Voting Rights Advocates Just Won a Big Victory in Court

The ruling is a setback for conservative groups trying to purge voter rolls across the country.

Voters wait outside the Supervisor of Elections office in Palm Beach County, Florida, to vote early in the 2010 midterm elections.The Palm Beach Post/ZUMA

A conservative legal group’s crusade to purge voter lists across the country hit a setback Friday when a federal judge in Florida ruled that Broward County was already adequately maintaining its voter file. In doing so, the judge rebuffed the group’s efforts to force the heavily Democratic county to implement procedures that voting rights advocates say could have resulted in eligible voters being removed from the rolls.

The case is one of many filed by the American Civil Rights Union, which claims that numerous counties throughout the country are shirking their duty under federal law to remove ineligible voters. One of the leaders of the effort is J. Christian Adams, a former member of President Donald Trump’s election integrity commission. Adams, a conservative legal activist, claims that voter fraud exists in the United States on a large scale, particularly among non-citizens, though his research on the matter has proved dubious at best. (The overwhelming weight of the evidence suggests that voter fraud is extremely rare.) Adams is an ally of Kansas Secretary of State Kris Kobach, and both have advocated for laws that force voters to show proof of citizenship in order to register.  

In her decision Friday, Judge Beth Bloom rejected key arguments put forward by ACRU. Among them was ACRU’s contention that Broward County had more registered voters than eligible citizens, which the group put forward as proof that the superintendent of elections is not fulfilling her list-maintenance responsibilities. Some experts have raised doubts about this assertion, and Bloom agreed with those critics, calling the calculations of ACRU’s expert witness “misleading” and the evidence put forward by ACRU on the topic “inaccurate.”

ACRU had also argued that the standard for what qualifies as a “reasonable effort” to maintain accurate rolls—the legal requirement—should depend on the population of a county: A large county with an ever-changing population and a high registration rate compared to the eligible population (the same statistic Bloom found unreliable) should have to undertake more list maintenance efforts than one whose population is more static. Such a standard of reasonableness could result in more purging in urban areas, which often have more voters of color and are more likely to back Democrats. Bloom found that this interpretation of reasonableness would be unworkable. “ACRU’s proposed definition of ‘reasonable efforts’ is too subjective and would lead to an arbitrary, non-uniform, unworkable, and unpredictable application,” she concluded.

As Mother Jones reported last year, Adams and ACRU have filed similar suits across the country in recent years—first in small, rural counties, including some with large minority populations. Rather than fight in court, many of these counties agreed to consent decrees that imposed additional list maintenance requirements. In 2016, the group filed suits against large, Democratic-leaning jurisdictions in swing states, including Broward County.
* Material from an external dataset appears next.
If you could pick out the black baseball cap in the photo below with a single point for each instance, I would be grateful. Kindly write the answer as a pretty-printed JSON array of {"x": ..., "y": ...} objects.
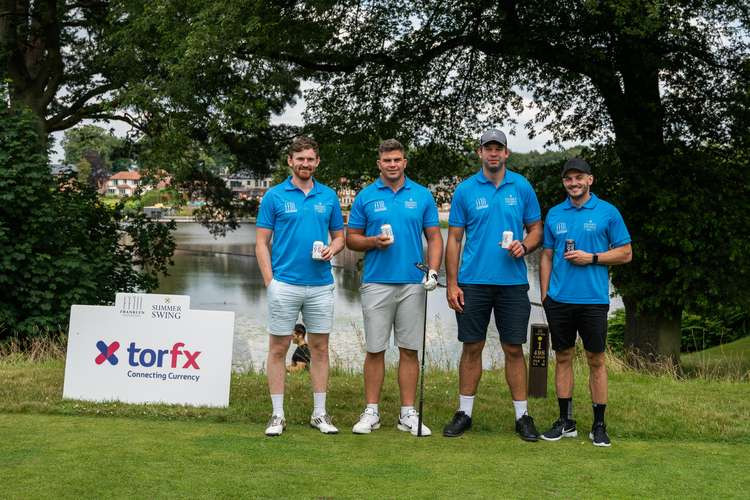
[
  {"x": 493, "y": 135},
  {"x": 576, "y": 164}
]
This was the first case against a large county to reach trial. 

Bloom’s Friday ruling, which directly rebuts ACRU’s population-versus-registration arguments, will likely impede future efforts by Adams and groups doing similar work around the country. Justin Levitt, an election law expert and former Justice Department official, noted that the judge’s rejection of ACRU’s “bad math” could have important implications for legal battles in other counties.